Finding max and min nodes possible in a tree of depth k and with a branching factor of n

Question

I have a tree of depth k and branching factor of n. I've been trying to find a general formula for:

1. Maximum number of nodes possible in this tree
2. Minimum number of nodes possible in this tree

Any suggestions? Thanks in advance.

Answer 1

To calculate the max number of nodes assume every new level is full. In the first level you have 1 node, in the second n nodes, in the third you have n^2 nodes (n for each of the previous n), in the fourth you have n^3 (n for each of the previous n^2)...

This gives you sum(i=1, k-1, n^i) + 1 ==> (n(n^k -1))/(n-1) + 1

The min number of nodes is of course 0 :)

Answer 2

I hate to say it, but this is a trivially simple question for a data-structures course. I don't want to be rude or mean or anything of the sort, but this is about as simple as these questions get.

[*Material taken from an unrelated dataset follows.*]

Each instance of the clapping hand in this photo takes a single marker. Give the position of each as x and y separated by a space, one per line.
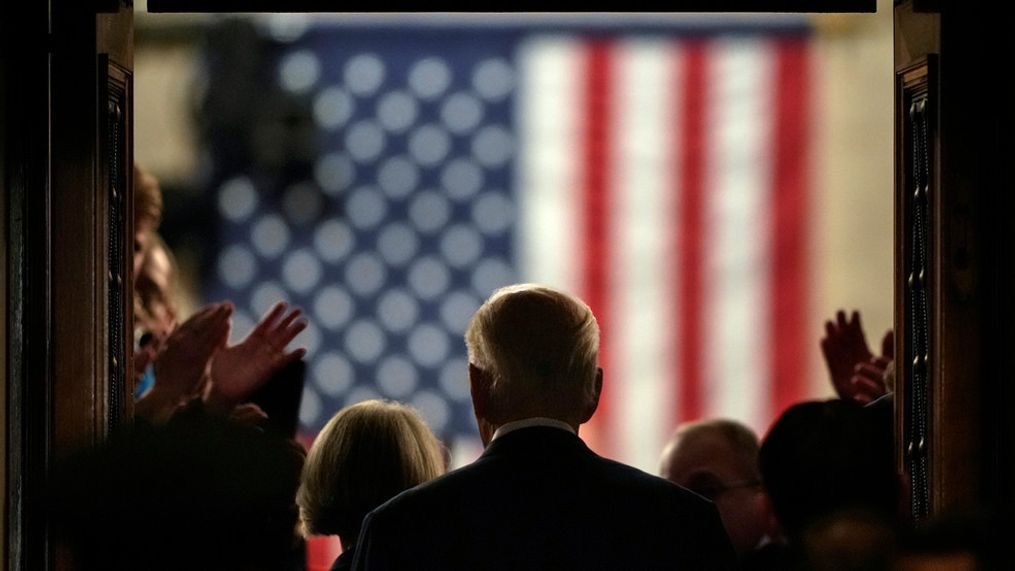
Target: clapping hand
237 371
856 373
183 359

But you asked for suggestions, not solutions. This is a good thing. :-)

I would start with making sure you know the definition of branching factor. Then I would draw a pick a couple easy values for k,n like (1,1) (2,2) (3,2) and see what the result is. I promise you a pattern will emerge!

Edit:

So you have a grasp of the branching factor. Let's look at the minumum.

If you have a depth of k, you know that you can traverse along k different nodes right? So if none of those nodes have any other children, and the end node has no children, what can you say about the nodes there?

Okay that was easy. The maximum is a bit harder, but still fairly straightforward. The easiest way to look at it is to think less like a tree. Trees have a top and go down. Instead, think of this as a series of concentric circles, each circle representing a level of depth.

Let's start with (depth = 1). You know you're going to have just one node, right? I mean it can't have any children, because you're limited to 1 depth! Now, let's look at depth of 2. The starting node can have n (assuming n is the branching factor) child nodes. So that would be n + 1.

Now if we add one more to that, we end up with n nodes on the "outside ring" each of which can have n children. So you end up with n*n + n + 1.

On each successive ring, you end up with (nodes added last time) * (branching factor) + all existing nodes. Now can you think of a way to express that as a formula?